Specifically, the suit alleges that Reina coerced the Township's building inspectors to massively "look away" for his important friend - specifically, Vito Cardinale of Cardinale Enterprises - and even threatened to terminate their employment if they didn't do the dirty work they demanded!


The Complaint was filed in New Jersey Superior Court in Ocean County by Kevin Schmalz who served as the Plumbing Inspector and Sub-Code Official until October 2022.


As recently reported here on FAA News, the Township failed to timely answer the complaint. As a result, Judge Robert E Brenner has placed an entry of default against the Township.


Turns out, the reason that the Township failed to timely answer the complaint is because they forwarded the lawsuit to their insurance company assuming they would handle it. However, the insurance carrier is refusing coverage for the litigation!


As soon as the Township was served the complaint, they forwarded it to the Township’s insurance carriers, Qual-lynx and Summit Risk for a coverage determination. Both have now advised that they are denying coverage and the Township would have to retain its own counsel. They have not yet sent the Township a formal letter explaining the basis for their denials.


The Township only learned of this denial after Judge Brenner already entered the entry of default against the Township.
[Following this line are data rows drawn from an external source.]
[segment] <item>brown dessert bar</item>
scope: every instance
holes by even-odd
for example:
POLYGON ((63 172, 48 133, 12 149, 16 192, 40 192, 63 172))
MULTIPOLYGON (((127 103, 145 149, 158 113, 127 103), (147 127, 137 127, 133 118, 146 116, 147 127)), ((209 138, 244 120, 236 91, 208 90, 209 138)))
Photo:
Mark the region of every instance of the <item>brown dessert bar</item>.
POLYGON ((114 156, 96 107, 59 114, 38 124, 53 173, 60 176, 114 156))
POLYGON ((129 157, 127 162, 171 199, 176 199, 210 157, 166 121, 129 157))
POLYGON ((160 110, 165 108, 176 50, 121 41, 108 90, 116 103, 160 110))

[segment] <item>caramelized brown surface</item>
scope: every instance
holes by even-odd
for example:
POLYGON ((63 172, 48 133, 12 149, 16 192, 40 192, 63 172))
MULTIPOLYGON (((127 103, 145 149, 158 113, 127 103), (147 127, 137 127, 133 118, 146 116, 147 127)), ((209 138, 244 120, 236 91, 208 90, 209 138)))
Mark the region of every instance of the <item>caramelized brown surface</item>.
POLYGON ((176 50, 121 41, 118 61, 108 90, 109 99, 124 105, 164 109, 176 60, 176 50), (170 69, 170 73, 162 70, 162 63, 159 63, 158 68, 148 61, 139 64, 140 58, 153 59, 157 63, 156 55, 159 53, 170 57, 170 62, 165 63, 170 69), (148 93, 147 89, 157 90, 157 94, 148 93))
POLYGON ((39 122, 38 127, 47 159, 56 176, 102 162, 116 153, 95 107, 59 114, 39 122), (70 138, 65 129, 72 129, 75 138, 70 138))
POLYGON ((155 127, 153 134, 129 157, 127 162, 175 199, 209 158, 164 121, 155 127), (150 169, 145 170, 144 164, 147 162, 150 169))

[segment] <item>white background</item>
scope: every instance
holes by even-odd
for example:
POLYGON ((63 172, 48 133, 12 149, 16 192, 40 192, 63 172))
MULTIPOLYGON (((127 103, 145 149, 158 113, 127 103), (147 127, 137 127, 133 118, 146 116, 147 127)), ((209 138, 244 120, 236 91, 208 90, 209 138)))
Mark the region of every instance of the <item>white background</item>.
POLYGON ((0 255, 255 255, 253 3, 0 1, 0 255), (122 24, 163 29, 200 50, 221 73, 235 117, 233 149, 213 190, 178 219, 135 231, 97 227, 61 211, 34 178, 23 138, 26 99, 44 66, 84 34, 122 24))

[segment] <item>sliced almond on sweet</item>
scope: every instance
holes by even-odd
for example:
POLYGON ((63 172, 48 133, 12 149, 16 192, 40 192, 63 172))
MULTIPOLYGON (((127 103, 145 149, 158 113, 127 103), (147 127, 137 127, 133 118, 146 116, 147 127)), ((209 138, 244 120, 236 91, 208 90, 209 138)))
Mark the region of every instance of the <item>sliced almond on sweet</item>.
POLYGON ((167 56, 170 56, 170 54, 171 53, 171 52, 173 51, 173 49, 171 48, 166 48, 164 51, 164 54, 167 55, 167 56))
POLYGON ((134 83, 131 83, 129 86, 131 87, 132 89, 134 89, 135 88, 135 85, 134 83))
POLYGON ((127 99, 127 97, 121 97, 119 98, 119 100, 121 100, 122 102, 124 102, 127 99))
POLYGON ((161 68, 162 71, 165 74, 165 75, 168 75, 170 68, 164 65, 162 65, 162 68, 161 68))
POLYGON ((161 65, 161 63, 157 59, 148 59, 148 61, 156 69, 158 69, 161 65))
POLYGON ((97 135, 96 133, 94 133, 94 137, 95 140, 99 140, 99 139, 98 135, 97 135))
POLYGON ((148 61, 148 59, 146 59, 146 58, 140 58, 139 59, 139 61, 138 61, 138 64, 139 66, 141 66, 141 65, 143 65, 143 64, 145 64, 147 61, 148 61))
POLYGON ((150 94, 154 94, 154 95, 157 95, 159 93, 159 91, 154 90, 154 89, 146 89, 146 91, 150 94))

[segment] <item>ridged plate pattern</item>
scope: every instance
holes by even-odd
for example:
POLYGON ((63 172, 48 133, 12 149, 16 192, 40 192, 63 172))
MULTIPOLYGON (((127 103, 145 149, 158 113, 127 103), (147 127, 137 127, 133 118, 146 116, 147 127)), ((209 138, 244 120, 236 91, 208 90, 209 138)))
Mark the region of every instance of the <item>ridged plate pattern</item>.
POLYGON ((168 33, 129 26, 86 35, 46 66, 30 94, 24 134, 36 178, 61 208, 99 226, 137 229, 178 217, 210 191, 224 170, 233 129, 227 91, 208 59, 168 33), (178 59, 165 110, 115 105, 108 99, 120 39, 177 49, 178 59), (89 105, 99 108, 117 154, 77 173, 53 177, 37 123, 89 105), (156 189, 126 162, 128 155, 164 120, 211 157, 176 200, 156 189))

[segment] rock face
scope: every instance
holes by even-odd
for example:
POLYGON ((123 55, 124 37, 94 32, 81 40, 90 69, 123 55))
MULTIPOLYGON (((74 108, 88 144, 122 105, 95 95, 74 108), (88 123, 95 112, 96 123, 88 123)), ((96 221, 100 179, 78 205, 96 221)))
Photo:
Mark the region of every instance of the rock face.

As such, Township Attorney Patrick F. Vargas has just now filed a motion to vacate the entry of default, so the Township can properly represent and defend itself.


Ms. Vargas wrote:


Rule 4:43-3 provides that a default will be vacated upon the showing of good cause. The good cause standard is a low threshold and any request to vacate a default should be viewed liberally. This requires the moving party to demonstrate excusable neglect for failing to timely answer the complaint and meritorious defense. See Bernhardt v. Alden Café.


Here, it is respectfully submitted that excusable neglect has been demonstrated. 


The Defendant timely provided its carrier with the complaint and assumed coverage would be handled through the same. It was not until after default was entered that the Township was advised that coverage was denied and it would have to retain its own counsel and incur its own costs for the defense. The Township through the undersigned thereafter immediately contacted Plaintiff’s counsel to request the default be vacated by way of a consent order to avoid this motion. All of which was done on the same date default was entered. 


There will furthermore be no prejudice to the Plaintiff should the default be vacated as default was entered less than 3 weeks ago.


The motion is returnable before Judge Brenner next Friday, January 5, 2024.